1980年代ぐらいまで、全国には限られたエリアまたは区間に限って乗合バスを運行していた事業者が多く存在した。
その後の規制緩和によって、そうしたケースはある程度増えるのだが、かつてのローカル事業者は、その規模感ゆえに経営的には厳しさもあり、もともと資本関係にあった隣接事業者との統合や、乗合事業の廃止などによって、1990年代以降は消えゆくこととなった。
(記事の内容は、2025年7月現在のものです)
執筆・写真/鈴木文彦(交通ジャーナリスト)
※2025年7月発売《バスマガジンvol.129》『写真から紐解く日本のバスの歴史』より
■大手グループ会社の再編統合
【写真1】は茨城県土浦市とその北東部隣接地域で乗合バスを運行していた日本観光バスである。
この写真では、そのボディカラーや車種からは片鱗も伺えないが、1980年の撮影時点で、この会社は関東鉄道の関連会社であった。

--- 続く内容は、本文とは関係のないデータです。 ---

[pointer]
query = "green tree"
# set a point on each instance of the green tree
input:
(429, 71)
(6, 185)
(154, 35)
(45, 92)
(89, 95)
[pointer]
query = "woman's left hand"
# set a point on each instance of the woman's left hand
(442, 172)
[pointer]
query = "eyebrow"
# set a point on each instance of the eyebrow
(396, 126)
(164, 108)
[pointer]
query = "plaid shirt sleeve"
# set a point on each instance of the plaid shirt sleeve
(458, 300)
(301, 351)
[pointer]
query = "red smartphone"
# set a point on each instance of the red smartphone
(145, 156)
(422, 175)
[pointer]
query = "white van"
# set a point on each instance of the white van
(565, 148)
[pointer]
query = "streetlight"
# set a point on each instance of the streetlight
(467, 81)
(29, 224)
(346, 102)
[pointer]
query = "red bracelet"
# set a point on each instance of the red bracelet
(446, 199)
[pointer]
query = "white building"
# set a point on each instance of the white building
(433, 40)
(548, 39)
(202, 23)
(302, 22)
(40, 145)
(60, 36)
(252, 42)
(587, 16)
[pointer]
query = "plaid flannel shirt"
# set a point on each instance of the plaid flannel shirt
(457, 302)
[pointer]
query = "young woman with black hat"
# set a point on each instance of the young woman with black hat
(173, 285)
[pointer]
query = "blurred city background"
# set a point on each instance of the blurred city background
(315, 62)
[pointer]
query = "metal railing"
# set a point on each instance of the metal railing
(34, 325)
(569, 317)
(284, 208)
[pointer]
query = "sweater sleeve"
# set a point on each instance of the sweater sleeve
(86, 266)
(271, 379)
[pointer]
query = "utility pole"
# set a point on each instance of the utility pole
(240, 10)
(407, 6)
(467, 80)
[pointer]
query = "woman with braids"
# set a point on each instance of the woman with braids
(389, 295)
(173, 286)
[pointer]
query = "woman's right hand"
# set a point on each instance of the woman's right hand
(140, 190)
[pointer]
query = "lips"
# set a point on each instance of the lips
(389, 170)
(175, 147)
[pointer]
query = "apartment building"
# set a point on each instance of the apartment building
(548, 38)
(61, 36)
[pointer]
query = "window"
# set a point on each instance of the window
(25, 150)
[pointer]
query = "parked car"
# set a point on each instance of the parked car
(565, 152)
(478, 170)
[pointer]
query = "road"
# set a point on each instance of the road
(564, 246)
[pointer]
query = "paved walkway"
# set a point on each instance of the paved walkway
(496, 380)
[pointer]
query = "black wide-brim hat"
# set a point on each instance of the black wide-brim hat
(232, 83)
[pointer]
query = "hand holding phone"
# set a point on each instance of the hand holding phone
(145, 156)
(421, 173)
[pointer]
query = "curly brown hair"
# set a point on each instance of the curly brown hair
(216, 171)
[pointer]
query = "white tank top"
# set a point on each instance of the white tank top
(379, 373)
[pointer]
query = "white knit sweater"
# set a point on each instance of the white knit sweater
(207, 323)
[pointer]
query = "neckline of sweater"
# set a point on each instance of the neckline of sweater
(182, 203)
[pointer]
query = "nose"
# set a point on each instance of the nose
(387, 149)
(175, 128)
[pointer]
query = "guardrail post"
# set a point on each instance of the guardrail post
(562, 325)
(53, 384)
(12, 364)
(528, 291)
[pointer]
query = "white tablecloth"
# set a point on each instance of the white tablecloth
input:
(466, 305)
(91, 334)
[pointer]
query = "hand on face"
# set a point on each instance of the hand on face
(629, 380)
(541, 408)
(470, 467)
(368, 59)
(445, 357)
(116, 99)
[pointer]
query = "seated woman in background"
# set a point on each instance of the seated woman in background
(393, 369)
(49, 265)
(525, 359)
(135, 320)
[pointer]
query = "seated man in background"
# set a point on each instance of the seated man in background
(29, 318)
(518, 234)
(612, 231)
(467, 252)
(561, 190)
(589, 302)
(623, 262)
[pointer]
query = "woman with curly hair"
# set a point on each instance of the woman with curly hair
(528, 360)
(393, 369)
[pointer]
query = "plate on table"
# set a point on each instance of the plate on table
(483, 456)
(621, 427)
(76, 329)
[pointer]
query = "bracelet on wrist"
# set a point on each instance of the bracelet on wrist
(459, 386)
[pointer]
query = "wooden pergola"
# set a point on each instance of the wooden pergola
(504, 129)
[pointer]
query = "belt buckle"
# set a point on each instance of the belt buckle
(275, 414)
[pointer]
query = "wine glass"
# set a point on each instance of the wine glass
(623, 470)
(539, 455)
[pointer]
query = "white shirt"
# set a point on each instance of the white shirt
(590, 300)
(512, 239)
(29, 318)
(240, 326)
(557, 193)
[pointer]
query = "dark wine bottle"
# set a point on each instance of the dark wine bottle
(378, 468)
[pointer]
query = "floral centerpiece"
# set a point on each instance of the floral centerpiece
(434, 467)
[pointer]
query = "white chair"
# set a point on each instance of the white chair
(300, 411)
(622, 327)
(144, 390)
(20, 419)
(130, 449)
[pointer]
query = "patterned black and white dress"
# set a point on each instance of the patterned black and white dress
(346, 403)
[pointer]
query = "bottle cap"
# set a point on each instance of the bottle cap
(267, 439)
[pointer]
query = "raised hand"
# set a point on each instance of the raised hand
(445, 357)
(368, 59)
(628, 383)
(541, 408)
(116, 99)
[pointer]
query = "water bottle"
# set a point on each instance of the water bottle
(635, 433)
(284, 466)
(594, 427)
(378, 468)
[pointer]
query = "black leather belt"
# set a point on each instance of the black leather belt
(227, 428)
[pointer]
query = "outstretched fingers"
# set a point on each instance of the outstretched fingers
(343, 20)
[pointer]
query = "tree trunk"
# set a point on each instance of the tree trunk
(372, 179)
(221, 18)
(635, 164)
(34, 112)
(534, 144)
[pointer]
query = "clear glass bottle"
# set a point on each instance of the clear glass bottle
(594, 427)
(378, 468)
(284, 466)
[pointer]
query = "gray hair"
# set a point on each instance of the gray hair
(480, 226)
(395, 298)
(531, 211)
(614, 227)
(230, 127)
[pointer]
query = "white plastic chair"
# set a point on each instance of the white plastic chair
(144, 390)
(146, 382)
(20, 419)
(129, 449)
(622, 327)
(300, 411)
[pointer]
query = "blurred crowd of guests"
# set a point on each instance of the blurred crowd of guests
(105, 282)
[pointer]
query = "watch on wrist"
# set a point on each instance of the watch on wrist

日本観光バスは戦後、貸切バスと土浦~三村~石岡間、土浦~出島間、神立~出島間などの路線バスを運行していたが、1965年にまだ統合して成立したばかりの関東鉄道が経営参加した。
しばらくこのオリジナルカラーで運行されていたが、やがて関東鉄道のカラーに変更、1999年に関鉄観光バスに統合されて日本観光バスの名は消滅した。
【写真2】は富山市とその周辺を運行していた富山観光バスである。
1953年に富山観光乗合自動車として事業を開始し、富山市内の乗合バスと貸切バスを営業した。のちに富山観光バスと改称、1960年代に富山地方鉄道の傘下となった。
その後も独自のカラーで運行されるが、写真の車両(日産ディーゼルU20L)の仕様を見ていただくと、同時期の富山地方鉄道のバスとほぼ同じであることがわかる。2012年に富山地方鉄道の分社会社の富山地鉄中央バスと合併し、富山地鉄北斗バスとなったことにより、富山観光バスとしてはピリオドを打った。
【写真3】は徳島西部交通の乗合バスである。
徳島西部交通は戦時統合で成立した事業者で、その時点では広域に乗合バスを運行していたが、1957年に四国交通など4社が分離独立し、吉野川中流地域の事業者となったのち、高松琴平電鉄の傘下となった。
写真を見ていただくと、かつての高松琴平電鉄のカラーのイニシャルのみ変えたデザインであることがわかる。
その後路線は縮小の一途をたどり、最終的に穴吹~高松間のみを運行、それも2012年4月には休止となって、以後は貸切バス専業となった。2018年8月末でことでんバスに吸収合併となり、会社は消滅している。
【写真4】は、和歌山県南部で貸切バスと太地町内の路線バスを運行していた南紀開発である。
もともと近鉄の関連会社の吉野熊野観光自動車として1958年に貸切バスを開始し、1963年に乗合バスを開業した。
1973年に土地開発会社を合併して南紀開発と改称したが、近鉄グループの再編の中で、バス事業は1988年に奈良交通に譲渡され、写真のカラーもその後消滅した。
【写真5】は伊豆半島南端で営業した伊豆下田バスである。
1928年に昭和自動車の名で創業し、下田市を中心に運行、1965年に伊豆箱根鉄道傘下に入り、翌年社名を伊豆下田バスとした。しかしエリア的にも非効率だったこともあり、2006年に路線は東海自動車に移管し、会社を解散している。